Some of the old Navajos I’ve been talking to claim shepherding wasn’t the greatest experience of their lifetimes. Most all Navajos who’ve reached 75 or so remember tending sheep and goats, remember life in the hogan, remember a way of life that’s now pretty much gone.
And what I’ve learned from them is that sheep were immensely exasperating, in part because they’re simply not all that bright. “Stupid sheep,” one man kept saying when remembering his childhood, “stupid, stupid sheep.” Sometimes, of course, those kids were out on what was almost open range tending sheep at three or four or five. So much for childhood.
But there were times when watching the flock wasn’t bad, some claim. One man said tending sheep had its moments—as long as you could sit up on a hill and watch them forage beneath you, as long as they didn’t go out of their way to wander where they shouldn’t, as long as the weather was genial, there were moments of something close to pastoral bliss.
But then they’d wander off and they had to be chased back. “Stupid sheep—stupid, stupid sheep.”
Makes me want to change my name.
That the Diné, the Navajo, often recite Psalm 23 makes understandable. It may well have been the first English poem that made a nickel’s worth of sense: “The Lord is my Shepherd.” Its reassuring reality is fundamental to the way of life those folks lived throughout most of their childhoods.

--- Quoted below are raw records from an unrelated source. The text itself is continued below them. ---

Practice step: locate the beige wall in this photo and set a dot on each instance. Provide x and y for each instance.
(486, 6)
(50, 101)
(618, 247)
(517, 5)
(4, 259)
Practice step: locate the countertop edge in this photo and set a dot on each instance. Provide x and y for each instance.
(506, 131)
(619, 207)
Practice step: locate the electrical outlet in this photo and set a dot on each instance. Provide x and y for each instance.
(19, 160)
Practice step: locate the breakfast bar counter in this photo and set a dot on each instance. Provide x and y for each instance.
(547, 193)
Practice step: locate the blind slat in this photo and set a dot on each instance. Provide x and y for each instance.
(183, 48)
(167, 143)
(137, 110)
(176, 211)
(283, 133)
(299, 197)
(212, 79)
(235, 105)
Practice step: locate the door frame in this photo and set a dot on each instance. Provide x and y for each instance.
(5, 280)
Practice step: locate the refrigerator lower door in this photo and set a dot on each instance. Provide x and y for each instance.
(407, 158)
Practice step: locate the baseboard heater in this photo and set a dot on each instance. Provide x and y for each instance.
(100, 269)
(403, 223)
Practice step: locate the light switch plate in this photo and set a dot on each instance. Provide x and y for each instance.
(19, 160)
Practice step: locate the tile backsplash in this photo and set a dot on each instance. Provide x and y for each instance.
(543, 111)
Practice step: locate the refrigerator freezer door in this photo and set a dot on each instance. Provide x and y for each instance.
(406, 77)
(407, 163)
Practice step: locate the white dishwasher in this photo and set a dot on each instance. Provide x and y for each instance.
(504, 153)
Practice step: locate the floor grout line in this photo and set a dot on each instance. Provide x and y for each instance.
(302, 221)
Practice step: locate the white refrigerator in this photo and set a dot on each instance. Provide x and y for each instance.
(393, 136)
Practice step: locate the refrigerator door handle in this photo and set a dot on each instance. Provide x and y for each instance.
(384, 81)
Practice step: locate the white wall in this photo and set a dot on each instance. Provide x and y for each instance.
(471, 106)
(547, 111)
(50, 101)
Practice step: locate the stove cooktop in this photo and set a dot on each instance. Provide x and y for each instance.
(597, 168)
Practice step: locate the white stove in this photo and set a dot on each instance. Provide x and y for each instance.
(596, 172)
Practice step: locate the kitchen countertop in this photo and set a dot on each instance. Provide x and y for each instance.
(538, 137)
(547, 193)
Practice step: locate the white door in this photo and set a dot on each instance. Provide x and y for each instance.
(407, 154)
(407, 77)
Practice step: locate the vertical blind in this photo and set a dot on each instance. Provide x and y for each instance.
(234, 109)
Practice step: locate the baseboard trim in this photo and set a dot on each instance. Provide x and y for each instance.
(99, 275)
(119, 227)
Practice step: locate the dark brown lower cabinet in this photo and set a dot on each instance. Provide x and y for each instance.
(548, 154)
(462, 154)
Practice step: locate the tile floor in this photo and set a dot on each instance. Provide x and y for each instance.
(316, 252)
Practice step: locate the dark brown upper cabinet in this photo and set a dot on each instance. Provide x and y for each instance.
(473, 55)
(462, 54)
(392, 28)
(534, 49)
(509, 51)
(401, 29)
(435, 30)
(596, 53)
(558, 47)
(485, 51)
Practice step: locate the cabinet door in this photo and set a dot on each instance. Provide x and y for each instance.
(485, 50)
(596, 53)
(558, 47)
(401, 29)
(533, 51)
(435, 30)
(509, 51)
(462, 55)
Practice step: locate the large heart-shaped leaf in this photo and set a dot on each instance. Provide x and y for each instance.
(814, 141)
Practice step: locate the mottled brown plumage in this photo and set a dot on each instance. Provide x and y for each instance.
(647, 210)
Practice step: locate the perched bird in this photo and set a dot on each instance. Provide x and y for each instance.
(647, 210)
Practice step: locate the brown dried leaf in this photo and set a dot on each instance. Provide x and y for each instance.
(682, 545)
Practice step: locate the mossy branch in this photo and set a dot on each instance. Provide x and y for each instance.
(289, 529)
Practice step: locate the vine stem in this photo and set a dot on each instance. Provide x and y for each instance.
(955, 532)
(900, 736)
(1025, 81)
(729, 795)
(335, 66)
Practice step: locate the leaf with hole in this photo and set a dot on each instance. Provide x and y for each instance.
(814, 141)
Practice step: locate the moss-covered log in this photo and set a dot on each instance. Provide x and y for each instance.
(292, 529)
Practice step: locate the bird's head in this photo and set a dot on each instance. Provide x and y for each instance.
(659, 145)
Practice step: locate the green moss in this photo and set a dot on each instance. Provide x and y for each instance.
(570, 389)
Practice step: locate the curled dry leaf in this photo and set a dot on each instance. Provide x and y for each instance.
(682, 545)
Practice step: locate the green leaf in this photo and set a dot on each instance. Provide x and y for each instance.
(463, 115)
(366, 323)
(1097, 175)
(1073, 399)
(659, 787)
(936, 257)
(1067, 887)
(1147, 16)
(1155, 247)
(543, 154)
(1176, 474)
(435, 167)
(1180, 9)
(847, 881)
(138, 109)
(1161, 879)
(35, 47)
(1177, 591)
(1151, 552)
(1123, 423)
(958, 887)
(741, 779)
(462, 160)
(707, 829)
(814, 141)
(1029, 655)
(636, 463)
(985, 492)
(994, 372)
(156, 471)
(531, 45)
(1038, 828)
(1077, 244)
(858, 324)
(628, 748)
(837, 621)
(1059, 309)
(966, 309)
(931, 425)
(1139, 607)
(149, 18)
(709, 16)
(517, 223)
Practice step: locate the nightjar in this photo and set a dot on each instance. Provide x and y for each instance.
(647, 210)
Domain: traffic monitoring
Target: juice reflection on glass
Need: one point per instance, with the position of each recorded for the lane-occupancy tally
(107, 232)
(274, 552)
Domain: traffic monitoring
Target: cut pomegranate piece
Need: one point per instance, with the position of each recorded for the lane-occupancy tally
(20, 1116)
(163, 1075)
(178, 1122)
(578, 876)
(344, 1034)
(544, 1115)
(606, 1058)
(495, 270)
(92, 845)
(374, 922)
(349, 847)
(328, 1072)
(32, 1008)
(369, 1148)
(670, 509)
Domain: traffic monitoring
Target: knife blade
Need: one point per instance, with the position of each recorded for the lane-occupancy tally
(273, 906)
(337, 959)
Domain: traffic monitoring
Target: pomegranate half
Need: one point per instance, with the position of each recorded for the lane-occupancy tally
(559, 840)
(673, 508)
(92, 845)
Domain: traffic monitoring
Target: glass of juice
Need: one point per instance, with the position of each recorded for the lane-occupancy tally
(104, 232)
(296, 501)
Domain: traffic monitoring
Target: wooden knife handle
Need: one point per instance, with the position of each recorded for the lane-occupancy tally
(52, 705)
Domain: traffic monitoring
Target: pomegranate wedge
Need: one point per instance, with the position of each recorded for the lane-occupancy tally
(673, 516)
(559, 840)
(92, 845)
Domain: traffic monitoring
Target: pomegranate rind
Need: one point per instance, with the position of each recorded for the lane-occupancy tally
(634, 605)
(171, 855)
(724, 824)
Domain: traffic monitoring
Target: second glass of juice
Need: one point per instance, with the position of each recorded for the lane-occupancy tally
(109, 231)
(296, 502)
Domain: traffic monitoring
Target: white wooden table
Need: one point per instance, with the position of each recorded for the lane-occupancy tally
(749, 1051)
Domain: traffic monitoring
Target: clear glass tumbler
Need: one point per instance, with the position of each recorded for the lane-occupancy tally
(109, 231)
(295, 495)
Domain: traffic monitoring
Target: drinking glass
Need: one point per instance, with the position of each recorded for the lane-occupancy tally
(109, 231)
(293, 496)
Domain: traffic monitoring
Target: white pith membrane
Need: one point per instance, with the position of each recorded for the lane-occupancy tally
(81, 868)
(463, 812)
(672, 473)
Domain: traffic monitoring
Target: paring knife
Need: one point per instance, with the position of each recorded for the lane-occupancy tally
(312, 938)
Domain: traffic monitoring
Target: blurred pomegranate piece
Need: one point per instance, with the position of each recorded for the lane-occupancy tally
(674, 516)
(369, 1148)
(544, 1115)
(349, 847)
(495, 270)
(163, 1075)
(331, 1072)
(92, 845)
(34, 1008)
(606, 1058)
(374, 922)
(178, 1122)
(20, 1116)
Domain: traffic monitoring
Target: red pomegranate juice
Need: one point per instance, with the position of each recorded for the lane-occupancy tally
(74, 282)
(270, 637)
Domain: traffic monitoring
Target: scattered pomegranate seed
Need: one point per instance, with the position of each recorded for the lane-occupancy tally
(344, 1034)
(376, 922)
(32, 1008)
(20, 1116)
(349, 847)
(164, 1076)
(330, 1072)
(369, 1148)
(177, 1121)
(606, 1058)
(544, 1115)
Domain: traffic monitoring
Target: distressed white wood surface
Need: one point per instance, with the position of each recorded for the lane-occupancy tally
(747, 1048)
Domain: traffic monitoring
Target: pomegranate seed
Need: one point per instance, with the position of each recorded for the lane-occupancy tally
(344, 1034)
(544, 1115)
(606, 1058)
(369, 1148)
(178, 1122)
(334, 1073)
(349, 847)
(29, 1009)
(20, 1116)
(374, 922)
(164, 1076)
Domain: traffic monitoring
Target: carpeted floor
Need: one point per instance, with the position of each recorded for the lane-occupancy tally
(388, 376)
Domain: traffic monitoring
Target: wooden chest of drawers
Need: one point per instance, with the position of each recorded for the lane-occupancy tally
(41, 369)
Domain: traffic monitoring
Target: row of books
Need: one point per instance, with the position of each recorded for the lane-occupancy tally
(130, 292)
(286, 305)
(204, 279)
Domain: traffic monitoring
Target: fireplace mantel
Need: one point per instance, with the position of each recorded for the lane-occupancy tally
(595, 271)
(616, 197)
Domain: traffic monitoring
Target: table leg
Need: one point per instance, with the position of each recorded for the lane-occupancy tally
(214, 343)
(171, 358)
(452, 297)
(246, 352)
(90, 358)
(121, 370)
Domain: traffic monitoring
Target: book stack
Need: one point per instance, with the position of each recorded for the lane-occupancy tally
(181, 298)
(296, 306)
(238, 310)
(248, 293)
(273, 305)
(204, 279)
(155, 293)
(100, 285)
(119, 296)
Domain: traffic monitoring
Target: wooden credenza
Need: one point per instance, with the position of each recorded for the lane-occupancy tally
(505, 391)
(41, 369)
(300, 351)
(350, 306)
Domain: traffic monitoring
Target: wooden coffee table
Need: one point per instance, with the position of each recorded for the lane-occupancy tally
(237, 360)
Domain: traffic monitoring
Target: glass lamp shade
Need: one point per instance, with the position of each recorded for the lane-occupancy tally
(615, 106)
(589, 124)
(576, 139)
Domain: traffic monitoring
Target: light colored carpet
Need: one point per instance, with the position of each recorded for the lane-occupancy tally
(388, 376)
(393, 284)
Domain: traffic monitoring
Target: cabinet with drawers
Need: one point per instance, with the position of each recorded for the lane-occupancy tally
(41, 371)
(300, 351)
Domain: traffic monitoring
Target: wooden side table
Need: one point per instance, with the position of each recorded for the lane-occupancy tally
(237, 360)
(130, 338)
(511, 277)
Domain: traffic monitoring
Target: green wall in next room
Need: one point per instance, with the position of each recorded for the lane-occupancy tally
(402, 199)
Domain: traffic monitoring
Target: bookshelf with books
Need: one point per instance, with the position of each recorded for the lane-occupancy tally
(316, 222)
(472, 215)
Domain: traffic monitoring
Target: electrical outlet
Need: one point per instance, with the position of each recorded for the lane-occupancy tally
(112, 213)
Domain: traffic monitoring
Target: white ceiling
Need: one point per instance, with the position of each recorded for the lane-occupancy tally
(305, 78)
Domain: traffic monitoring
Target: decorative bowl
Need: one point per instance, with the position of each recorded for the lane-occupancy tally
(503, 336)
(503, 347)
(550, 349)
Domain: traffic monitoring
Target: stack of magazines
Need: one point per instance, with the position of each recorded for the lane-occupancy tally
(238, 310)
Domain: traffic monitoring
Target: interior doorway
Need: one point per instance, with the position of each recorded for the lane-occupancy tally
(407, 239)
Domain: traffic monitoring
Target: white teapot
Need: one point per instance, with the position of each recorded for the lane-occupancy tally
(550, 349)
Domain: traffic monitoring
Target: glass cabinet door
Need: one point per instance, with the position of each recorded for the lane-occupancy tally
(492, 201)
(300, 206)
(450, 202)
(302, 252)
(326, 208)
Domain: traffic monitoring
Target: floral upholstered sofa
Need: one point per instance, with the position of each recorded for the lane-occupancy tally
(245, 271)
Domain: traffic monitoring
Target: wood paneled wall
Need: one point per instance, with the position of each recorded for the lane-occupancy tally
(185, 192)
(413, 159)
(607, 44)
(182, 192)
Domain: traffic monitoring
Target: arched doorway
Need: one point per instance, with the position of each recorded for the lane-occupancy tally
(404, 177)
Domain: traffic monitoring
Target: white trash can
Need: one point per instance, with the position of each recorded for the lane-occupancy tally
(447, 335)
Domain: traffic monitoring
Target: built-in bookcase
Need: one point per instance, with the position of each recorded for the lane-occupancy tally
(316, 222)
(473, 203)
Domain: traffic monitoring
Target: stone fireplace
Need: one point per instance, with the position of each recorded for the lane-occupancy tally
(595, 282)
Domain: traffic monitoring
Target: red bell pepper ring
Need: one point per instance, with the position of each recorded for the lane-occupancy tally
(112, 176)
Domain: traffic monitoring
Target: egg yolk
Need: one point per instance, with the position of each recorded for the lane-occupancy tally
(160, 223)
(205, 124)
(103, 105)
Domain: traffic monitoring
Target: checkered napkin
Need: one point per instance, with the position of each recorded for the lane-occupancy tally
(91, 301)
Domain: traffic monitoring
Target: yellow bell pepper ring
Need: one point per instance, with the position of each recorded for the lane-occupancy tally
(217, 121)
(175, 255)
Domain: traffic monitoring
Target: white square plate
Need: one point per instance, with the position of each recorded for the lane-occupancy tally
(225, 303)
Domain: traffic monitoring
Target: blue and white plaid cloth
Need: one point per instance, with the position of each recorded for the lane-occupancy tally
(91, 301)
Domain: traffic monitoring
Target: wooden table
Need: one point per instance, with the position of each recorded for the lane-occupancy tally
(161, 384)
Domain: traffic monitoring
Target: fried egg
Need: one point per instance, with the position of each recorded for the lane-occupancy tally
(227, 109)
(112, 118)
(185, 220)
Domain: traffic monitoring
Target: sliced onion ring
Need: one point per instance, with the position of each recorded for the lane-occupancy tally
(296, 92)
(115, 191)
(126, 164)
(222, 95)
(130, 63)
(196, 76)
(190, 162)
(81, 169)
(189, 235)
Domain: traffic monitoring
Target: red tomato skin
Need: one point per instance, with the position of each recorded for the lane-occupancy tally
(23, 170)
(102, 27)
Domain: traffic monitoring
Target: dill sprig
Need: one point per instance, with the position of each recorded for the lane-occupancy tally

I say all of that because, once more just now, I listened to the entire score of Handel’s Messiah. I don’t know that I could ever tire of it, from the opening lines of the overture to the final triumph of the Amen chorus. There’s so much that has meaning. I will never, ever hear “I Know that My Redeemer Liveth” without thinking of my mother singing it at a small-town performance by local singers at which she was the soprano soloist. Old First Reformed church—I can see her yet—and hear her.
But the single selection that makes me put down everything I’m doing simply to observe its glorious uniqueness is “Worthy is the Lamb,” which sets the course for the final act of the drama. If I were a musician, I’m sure I could use the correct technical language, but that soaring tribute starts with single earth-shaking chord that erupts into a passage of sublime exposition, just a few short lines until all that solemnity is broken by riffs that seem to me to rumble, brook-like, down the register—textbook Handel.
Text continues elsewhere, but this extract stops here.